La lotta al peggio di sé diviene un passaggio ineludibile per poter avvicinare l’altro. L’acquisizione di uno spazio potrà essere allora anche acquisizione dell’amore: qualcosa, di nuovo, di mai definitivo e allo stesso tempo “da raggiungere” (si legga, in questo senso, la terza sezione: Per cominciare, sorta di liberazione iper-consapevole dopo la fatica di Formazione). Senza maturazione esistenziale non esiste via d’accesso alla relazionalità, al confronto, al collettivo. L’individuo non può accontentarsi dell’io per definirsi e edificarsi, pena l’autocritica più feroce. A testimoniarlo sta l’oscillazione pronominale che pervade l’intera raccolta, che pare costringere il lettore a ricalibrare costantemente il proprio sguardo e a concentrare l’attenzione sulla scena, dunque su ciò che viene detto e non su chi lo dice.

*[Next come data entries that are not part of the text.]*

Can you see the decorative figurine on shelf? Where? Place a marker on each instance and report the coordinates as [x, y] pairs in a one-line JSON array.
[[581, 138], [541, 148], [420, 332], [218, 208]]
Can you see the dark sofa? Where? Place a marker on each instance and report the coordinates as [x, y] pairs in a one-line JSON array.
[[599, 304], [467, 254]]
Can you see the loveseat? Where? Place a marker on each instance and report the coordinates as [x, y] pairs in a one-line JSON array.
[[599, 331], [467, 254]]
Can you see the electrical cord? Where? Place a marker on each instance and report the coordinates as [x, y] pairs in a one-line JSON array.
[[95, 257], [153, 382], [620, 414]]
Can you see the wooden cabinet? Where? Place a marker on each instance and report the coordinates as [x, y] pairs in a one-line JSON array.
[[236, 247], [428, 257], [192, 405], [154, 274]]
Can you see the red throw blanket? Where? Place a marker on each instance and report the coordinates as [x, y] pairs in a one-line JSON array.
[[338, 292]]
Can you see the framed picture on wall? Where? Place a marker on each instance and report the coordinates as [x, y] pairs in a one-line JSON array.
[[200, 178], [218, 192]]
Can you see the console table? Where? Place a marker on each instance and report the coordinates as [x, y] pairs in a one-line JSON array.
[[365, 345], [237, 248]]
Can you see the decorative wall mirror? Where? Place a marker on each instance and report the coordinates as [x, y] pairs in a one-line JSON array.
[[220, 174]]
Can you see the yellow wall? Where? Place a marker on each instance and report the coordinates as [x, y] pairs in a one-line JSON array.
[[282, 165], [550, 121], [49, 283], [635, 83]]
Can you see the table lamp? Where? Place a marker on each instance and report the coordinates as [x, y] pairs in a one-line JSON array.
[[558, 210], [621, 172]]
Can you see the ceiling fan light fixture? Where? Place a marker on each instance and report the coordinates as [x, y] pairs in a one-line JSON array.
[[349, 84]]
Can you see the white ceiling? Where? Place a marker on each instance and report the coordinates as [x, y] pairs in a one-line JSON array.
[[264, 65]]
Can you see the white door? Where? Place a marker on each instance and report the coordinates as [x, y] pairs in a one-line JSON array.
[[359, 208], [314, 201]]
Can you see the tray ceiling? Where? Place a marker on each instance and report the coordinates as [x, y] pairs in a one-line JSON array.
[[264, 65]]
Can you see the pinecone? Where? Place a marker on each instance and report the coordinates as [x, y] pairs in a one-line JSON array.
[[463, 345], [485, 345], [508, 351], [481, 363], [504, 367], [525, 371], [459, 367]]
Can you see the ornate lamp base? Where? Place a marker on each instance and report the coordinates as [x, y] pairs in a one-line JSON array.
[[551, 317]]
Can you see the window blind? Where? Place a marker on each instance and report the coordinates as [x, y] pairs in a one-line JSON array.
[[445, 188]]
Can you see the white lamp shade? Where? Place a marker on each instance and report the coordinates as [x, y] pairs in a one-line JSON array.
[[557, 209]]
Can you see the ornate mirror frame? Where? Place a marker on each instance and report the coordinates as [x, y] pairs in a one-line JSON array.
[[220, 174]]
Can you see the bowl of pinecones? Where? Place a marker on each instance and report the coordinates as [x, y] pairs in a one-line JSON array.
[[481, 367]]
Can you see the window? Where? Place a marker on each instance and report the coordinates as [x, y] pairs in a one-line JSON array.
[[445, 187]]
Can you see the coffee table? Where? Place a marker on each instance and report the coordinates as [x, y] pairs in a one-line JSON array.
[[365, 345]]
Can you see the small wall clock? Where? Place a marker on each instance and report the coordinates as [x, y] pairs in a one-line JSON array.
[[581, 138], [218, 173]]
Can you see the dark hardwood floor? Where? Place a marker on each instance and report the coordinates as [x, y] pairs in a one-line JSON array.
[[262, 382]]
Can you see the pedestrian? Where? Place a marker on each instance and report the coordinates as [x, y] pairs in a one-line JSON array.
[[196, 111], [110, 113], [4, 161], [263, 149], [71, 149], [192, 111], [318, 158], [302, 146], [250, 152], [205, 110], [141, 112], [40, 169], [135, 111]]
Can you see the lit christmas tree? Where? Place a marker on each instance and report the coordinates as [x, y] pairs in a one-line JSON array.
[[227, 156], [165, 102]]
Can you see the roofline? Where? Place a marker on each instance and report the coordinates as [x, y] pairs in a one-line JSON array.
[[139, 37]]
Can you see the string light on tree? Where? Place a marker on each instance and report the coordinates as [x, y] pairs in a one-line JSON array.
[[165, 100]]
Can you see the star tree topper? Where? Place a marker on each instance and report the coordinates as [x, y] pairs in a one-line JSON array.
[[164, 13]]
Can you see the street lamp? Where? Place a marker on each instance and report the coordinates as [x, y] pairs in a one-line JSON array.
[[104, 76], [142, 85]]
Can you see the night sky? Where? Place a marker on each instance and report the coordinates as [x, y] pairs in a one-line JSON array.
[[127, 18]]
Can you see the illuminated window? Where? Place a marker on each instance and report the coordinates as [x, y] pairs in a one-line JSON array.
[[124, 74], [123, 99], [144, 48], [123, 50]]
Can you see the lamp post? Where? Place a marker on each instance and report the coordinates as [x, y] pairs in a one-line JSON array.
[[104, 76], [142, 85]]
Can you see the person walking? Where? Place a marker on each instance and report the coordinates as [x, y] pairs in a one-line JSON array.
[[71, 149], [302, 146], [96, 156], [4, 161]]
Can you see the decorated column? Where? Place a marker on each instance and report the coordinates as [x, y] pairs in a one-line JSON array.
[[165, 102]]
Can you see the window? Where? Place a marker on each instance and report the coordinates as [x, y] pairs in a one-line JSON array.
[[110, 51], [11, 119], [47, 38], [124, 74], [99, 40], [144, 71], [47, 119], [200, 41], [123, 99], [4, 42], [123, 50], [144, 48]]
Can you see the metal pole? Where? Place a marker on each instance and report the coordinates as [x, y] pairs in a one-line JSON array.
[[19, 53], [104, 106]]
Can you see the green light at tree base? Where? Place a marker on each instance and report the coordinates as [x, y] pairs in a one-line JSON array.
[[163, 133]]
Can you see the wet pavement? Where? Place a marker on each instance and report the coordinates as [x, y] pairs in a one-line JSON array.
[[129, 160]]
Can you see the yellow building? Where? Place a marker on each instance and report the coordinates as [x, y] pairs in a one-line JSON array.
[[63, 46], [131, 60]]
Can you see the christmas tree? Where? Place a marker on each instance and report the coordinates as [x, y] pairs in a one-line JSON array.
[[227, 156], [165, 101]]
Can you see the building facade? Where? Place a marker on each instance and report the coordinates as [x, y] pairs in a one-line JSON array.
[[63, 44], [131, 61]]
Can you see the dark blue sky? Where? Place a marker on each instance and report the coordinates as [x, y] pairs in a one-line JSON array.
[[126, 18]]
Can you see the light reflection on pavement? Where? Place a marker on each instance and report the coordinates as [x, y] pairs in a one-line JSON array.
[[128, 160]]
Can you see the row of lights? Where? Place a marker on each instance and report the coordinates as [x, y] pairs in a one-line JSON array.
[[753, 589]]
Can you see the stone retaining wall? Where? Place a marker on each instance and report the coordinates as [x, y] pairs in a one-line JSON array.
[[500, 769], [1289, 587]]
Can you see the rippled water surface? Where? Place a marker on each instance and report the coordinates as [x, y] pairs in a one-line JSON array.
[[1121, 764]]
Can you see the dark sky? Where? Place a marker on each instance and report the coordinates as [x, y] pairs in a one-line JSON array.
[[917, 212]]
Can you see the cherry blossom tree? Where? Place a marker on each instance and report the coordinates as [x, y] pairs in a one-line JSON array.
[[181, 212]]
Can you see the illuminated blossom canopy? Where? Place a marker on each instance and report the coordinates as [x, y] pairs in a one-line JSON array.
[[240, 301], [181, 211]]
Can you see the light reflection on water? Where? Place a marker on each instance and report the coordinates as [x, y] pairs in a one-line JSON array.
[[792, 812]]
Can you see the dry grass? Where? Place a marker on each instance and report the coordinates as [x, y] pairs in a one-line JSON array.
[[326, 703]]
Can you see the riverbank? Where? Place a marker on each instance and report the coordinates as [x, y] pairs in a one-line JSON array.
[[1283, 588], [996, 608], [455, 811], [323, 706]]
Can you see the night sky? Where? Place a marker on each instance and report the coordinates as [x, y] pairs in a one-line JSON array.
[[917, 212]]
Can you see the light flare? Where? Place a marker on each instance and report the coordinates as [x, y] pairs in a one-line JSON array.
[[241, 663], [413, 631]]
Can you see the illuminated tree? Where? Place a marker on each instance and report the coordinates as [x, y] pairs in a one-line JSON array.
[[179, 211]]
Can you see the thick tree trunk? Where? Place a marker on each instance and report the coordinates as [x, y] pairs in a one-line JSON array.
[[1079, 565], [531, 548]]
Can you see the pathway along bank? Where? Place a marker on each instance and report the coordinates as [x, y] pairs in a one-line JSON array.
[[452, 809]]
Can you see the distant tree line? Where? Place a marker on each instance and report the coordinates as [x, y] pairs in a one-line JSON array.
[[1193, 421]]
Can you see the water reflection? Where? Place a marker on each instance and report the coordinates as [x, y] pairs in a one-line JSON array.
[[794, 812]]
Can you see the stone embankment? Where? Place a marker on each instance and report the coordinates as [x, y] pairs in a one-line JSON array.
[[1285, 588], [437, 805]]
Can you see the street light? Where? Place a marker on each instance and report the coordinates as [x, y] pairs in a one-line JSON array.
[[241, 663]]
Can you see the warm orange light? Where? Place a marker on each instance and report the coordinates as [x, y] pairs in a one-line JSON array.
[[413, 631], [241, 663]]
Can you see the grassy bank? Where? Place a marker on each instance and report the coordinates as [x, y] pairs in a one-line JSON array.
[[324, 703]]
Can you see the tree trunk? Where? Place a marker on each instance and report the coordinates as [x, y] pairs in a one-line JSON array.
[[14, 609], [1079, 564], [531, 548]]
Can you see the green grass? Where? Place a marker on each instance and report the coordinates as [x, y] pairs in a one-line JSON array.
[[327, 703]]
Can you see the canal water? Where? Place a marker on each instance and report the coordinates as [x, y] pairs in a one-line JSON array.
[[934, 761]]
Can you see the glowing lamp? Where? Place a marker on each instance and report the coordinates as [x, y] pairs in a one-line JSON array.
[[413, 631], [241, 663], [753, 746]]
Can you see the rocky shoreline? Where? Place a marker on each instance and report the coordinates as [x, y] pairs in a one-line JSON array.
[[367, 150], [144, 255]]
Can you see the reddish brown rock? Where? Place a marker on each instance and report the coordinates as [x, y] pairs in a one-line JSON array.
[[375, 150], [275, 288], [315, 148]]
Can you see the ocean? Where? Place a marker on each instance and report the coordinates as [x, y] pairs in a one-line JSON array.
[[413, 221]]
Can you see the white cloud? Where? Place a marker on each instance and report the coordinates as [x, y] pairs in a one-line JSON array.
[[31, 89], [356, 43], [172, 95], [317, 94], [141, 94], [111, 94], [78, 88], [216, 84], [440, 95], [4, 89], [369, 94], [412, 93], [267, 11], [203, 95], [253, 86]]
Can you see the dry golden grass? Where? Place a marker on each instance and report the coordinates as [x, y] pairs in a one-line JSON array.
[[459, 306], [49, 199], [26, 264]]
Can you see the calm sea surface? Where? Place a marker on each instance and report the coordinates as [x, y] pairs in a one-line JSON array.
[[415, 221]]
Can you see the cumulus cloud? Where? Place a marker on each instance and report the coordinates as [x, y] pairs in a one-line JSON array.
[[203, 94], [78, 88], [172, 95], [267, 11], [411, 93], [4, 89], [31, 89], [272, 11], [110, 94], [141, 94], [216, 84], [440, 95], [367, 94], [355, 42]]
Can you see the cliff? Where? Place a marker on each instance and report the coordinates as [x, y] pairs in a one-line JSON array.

La spinta ad avvicinare il lettore emerge a livello formale grazie a numerosi stilemi che alimentano la carica comunicativa di questa voce, che se da un lato mira ad adeguarsi al grado zero della lingua, in una sorta di afflato ricompositivo, dall’altro non esita a rivolgersi all’altro con la forza impositiva della volizione. A un lessico piano e quotidiano, capace però di affiancare reminiscenze letterarie a riferimenti della cultura pop odierna, e a una sintassi fondata su tecniche di montaggio a metà fra la cinematografia e certe movenze del surrealismo poetico, si affiancano infatti numerose sententiae icastiche e assertive (spesso in chiusura dei testi). Altro aspetto formale interessante è l’uso calibrato della ripetizione, spesso utilizzata come snodo sintattico decisivo, tramite l’anafora, a evidenziare i tentativi falliti e ripresi dell’io nel suo lavoro di maturazione, come se forma e contenuto lavorassero insieme alla realizzazione della tensione più profonda di questo libro. L’esito è una lingua estremamente comunicativa e coinvolgente, e che sa esserlo senza mai fare sconti a sé o all’altro: terribile, se necessario, eppure intima. L’impressione, se proviamo ad acquisire un punto di vista più distante e dunque più ampio, è quella di una voce strettamente connessa al movimento oscillatorio del soggetto che la pronuncia, ai suoi sbalzi psicologici e alle sue insperate conquiste; una voce che riesce a tenere assieme, senza farle stridere, le due posture che definiscono la raccolta: quella confidente e sapienziale da un lato (su cui peserà sicuramente l’insegnamento di Dal Bianco); quella tragica e assertiva, intrisa di Dostoevskij e De Angelis, dall’altro.
È dunque proprio attraverso la forma che Marco Villa riesce a far emergere il valore politico, in quanto costruttivo e dialogante, di queste sue poesie, tanto rivolte verso se stesso quanto tendenti alla condivisione e al confronto con l’altro, fino a delineare una voce che sembra avere come tenace e costante obiettivo quello del coinvolgimento (e del sommovimento) del lettore. Partire dall’io, e della sua messa in stato di accusa, per oltrepassarlo e raggiungere una prospettiva condivisa; oppure, come scriveva Fortini di Zanzotto, tramutare «il rapporto con il proprio inconscio […] in rapporto con la storia» (F. Fortini, Zanzotto 2, Breve secondo Novecento): da qui, da questo tentativo, mi pare abbia inizio la poesia di Marco Villa. Sarà interessante seguirne l’evoluzione.